Dollar General said its sales at stores open for at least one year increased just 1.2% last quarter as fewer of its primary customers visited to shop because of “ongoing financial pressures.”
At the same time, Dollar General is seeing middle-income consumers trade down into shopping at stores in recent weeks. That’s a sign of the financial pressure on Americans making a little more money.
Dollar General also said that President Donald Trump’s tariffs on imported goods may also hurt consumer demand and lead the company to raise prices— straining its customers even further.
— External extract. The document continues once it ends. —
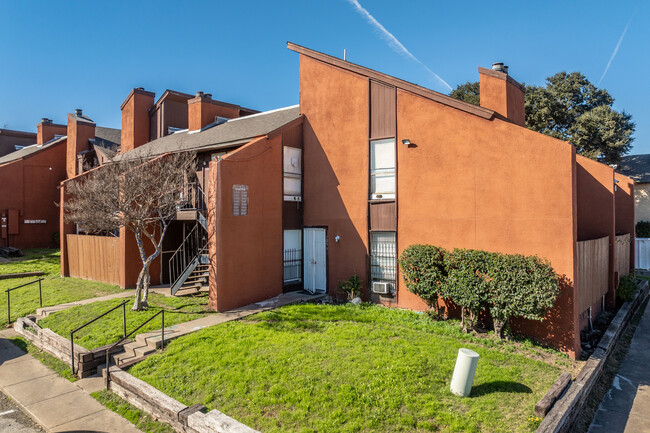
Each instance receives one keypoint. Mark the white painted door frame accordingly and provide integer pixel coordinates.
(315, 259)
The company said it was “well positioned” to mitigate the impact of tariffs, as it was in 2018 and 2019, though it did raise prices then to offset tariffs.
Consumer slowdown
Many companies are noting a consumer slowdown across income levels because of inflation, tariffs and a wobbly stock market. In an interview with Fox News on Sunday, Trump declined to rule out the possibility of a recession, contributing to a stock market selloff this week.
Delta Air Lines slashed its profit outlook Monday, warning that deteriorating corporate and consumer confidence is hurting travel demand.
But lower-income customers, and the retailers that cater to them, are most vulnerable to inflation and economic changes.
Between September 2023 and September 2024, high-income households increased spending by 12%, while working-class and middle-class households decreased their spending during the same period, according to Moody’s Analytics.
Kohl’s (KSS) said Tuesday that sales could drop as much as 6% this year, sending its stock down 25%. Economic uncertainty has taken the biggest toll on lower-income consumers, Kohl’s CEO Ashley Buchanan said Tuesday on a call with analysts.
Consumers making less than $50,000 a year are “pretty constrained,” she said, and “it’s also pretty, pretty challenging” for customers making less than $100,000 annually.